Travel expenses: general: overseas conferences, seminars and study tours: spouses on business trips
Sections 336 to 339 ITEPA 2003
Some employers regard it as being in their interests to encourage a director or employee to be accompanied by his or her spouse on business trips, particularly those abroad. Employers who operate such a policy will usually pay or reimburse the spouse’s expenses. Those expenses will be assessable on the employee as general earnings (except for 2015/16 and earlier employees in an excluded employment (see EIM20007)). The employee will then need to consider a deduction under Sections 336 to 339 ITEPA 2003.
Whether or not a deduction is due will depend on the facts. It is vital that these are established, preferably by a meeting with the couple, before a decision is reached.

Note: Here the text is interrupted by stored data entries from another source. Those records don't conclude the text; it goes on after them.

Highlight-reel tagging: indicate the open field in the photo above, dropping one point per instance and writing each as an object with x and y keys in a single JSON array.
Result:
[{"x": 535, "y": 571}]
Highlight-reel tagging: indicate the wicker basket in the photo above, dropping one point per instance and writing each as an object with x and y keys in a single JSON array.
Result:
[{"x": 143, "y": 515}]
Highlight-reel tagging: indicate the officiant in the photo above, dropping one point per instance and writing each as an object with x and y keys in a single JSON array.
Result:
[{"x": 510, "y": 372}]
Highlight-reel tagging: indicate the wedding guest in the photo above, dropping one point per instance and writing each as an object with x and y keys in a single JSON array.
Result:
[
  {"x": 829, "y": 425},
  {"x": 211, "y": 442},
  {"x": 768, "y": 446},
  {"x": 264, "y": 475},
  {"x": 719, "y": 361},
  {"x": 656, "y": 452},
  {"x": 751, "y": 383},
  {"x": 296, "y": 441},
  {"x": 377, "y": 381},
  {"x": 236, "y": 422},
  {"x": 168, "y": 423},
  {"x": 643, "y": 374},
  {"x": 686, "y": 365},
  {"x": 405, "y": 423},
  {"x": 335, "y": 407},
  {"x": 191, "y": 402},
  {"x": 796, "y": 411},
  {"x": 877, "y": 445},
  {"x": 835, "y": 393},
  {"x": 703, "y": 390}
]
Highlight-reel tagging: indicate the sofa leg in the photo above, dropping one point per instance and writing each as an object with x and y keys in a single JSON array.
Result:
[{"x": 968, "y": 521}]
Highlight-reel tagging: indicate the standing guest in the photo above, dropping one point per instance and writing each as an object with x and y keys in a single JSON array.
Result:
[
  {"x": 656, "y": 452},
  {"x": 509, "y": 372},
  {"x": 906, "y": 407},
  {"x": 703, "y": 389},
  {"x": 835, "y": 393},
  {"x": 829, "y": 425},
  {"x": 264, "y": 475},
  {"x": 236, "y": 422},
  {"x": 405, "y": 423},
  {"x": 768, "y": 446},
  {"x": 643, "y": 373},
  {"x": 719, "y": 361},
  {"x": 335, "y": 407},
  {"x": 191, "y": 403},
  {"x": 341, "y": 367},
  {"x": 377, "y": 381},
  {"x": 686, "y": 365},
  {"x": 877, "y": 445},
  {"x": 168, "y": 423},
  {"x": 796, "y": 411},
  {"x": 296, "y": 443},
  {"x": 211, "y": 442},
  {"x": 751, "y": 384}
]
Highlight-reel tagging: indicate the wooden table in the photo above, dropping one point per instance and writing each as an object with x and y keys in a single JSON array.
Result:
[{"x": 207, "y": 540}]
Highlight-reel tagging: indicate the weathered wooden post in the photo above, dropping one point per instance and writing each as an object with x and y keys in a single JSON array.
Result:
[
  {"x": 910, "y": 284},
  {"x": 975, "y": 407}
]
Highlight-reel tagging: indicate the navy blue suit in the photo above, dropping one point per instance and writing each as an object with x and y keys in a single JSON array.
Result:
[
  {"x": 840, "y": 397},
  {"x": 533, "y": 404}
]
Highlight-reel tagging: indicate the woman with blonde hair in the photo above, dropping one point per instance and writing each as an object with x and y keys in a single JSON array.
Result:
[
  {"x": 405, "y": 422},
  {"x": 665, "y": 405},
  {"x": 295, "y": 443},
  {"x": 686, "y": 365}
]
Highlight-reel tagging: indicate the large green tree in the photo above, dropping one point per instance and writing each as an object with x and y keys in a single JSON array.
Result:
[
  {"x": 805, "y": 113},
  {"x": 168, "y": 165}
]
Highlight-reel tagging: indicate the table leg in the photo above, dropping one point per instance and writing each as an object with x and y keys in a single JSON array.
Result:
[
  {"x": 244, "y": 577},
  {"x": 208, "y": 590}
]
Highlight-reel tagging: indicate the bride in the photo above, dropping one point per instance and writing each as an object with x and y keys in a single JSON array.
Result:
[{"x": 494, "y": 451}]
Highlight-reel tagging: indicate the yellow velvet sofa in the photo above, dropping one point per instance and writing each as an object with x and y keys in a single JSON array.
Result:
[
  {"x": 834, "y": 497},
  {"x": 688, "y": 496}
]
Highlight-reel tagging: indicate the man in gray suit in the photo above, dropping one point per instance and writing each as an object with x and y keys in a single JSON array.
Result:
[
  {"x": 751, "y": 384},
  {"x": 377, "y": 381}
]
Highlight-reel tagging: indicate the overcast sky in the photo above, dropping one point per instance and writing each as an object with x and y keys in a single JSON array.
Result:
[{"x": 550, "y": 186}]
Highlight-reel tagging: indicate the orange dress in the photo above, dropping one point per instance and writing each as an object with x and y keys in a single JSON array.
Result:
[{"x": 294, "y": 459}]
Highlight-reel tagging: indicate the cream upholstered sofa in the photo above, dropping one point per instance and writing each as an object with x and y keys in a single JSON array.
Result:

To obtain a deduction the employee must show that the expense of taking his or her spouse was necessarily incurred in the performance of the employee’s duties. It is legitimate to ask whether the duties would have required someone else to accompany the employee, for example a secretary or interpreter, if the employee’s spouse had not accompanied the employee, or the employee had not been married. A deduction should normally only be permitted in the circumstances set out in EIM31985.
In the case of Maclean v Trembath (36TC653) the Courts refused a deduction for the cost of a wife’s trip to Australia where there was no evidence to support a deduction.
Example EIM31992 shows how to determine which expenses should be disallowed when a spouse accompanies the employee on an overseas business trip.